Come è noto, la spiegazione di un ‘populismo globale’ non aiuta granché a comprendere quanto è accaduto, perché resta da capire come esso possa comprendere fenomeni opposti, come il Tea Party e i “giacchetti gialli”. Non a caso l’unico slogan che in questi anni ha avuto una declinazione multinazionale è forse quello dell’America First, salvo doversi ora fare una ragione della imbarazzante circostanza per la quale le guerra commerciale trumpiana incombe come una minaccia di recessione nel resto del mondo. Pare quasi che il trumpismo parli alle destre del mondo soprattutto per la sua pars destruens, per quello che distrugge degli equilibri precedenti, mentre tutto quello che innova pare pazzesco o di ignota destinazione e produce crescente imbarazzo ai suoi sostenitori nel mondo. (L’altro aspetto internazionale è lo ‘sdoganamento’ di sentimenti razzisti, pur se anche questi ultimi hanno una specificità nella storia americana che è tutta da comprendere e con la quale anche il New Deal non osò arrivare ad una resa dei conti).

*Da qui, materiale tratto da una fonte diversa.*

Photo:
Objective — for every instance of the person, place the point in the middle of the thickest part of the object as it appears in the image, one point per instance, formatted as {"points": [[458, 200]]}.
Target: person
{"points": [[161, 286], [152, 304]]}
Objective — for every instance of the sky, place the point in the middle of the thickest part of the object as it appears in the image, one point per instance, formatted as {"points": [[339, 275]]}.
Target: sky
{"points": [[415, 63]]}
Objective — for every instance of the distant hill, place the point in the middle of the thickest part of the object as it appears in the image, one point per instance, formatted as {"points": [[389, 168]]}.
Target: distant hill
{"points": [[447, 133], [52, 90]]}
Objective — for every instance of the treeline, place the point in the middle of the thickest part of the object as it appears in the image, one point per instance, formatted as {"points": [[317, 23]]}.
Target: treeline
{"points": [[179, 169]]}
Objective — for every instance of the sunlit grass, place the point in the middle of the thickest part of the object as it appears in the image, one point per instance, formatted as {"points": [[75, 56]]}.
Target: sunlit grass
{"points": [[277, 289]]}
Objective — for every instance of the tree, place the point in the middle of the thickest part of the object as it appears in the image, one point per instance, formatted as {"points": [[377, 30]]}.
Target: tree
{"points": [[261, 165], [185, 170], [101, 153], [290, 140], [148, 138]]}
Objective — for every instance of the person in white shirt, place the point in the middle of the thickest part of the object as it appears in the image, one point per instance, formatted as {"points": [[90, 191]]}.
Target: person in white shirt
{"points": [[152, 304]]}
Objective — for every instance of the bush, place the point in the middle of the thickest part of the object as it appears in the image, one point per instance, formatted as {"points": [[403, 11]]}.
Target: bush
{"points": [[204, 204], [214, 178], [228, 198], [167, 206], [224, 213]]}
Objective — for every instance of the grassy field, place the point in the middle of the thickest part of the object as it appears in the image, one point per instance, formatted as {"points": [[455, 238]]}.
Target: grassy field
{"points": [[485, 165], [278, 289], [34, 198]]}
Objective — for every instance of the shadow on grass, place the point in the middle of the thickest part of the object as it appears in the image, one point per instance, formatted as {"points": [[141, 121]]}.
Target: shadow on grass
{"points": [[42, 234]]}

Del resto, ci sono anche molti aspetti della tradizione del New Deal che, in qualche modo, si leggono nelle vicende attuali americane e sollevano speranze. La vittoria democratica nelle elezioni di medio termine sembra tale da poter produrre un nuovo passaggio nel prossimo futuro, che non consiste soltanto nella irruzione di nuovi temi (coesistenza, globalismo ragionevole, tolleranza, diritti sociali, lotta al cambiamento climatico, disarmo “interno”). L’impronta tipicamente americana a queste tematiche si caratterizza per una evidente ‘duplicità’: si parte da condizioni, diciamo così, di arretratezza (su tanti temi l’America spesso fornisce esperienze desolanti), ma essi si impongono con una estrema concretezza alla lotta politica, una concretezza abbastanza inconsueta nel torpore burocratico europeo. Viene addirittura da chiedersi se gli effetti del sistema costituzionale statunitense dei “pesi e dei contrappesi” – che spesso produce esiti bizzarri, per i quali un Presidente eletto diventato “anatra zoppa” nelle elezioni di medio termine, lascia il campo ad una pluralità di linee di comando che gli consentono di scatenare guerre commerciali  ma non di costruire un muro sul confine – non sia la chiave di una “relativizzazione” del potere politico, che limita il potere di guida e, al tempo stesso, impone concretezza alla politica, privandola di eccessive sicurezze di lungo periodo. Ma ci sono alcuni fatti che fanno riflettere: si abbandonano gli accordi di Parigi, ma si realizzano esperienze di governo avanzate in molti Stati; il diritto di voto è spesso sabotato con il “gerrymandering”, nonché ostacolato in vari modi a danno soprattutto delle minoranze etniche, ma come spiega il recente articolo qua tradotto di Laura Tyson e Lenny Mandonca, un nuovo movimento per la democrazia si sta affermando in molti Stati ed ha vinto di recente quasi tutti gli appuntamenti referendari; il razzismo è aggressivo, ma la convivenza delle etnie è il tratto distintivo delle dinamicissime metropoli americane; l’assistenza sanitaria è sabotata dal Governo, ma i progressisti ormai sono alle prese con l’obbiettivo del Medicare-per-tutti; Trump è alle prese con guai giudiziari per la gestione truffaldina della sua Università, ma l’eccellenza di molte Università americane attrae cervelli da tutto il mondo etc.

Forse questa è l’eredità autentica del New Deal. In un paese che, quando irrompe nella modernità sociale, lascia il segno e sposta in avanti gli equilibri del mondo. Oppure, che a lungo li trattiene, anche quando sono in contrasto con sentimenti che ormai sembrano prevalenti.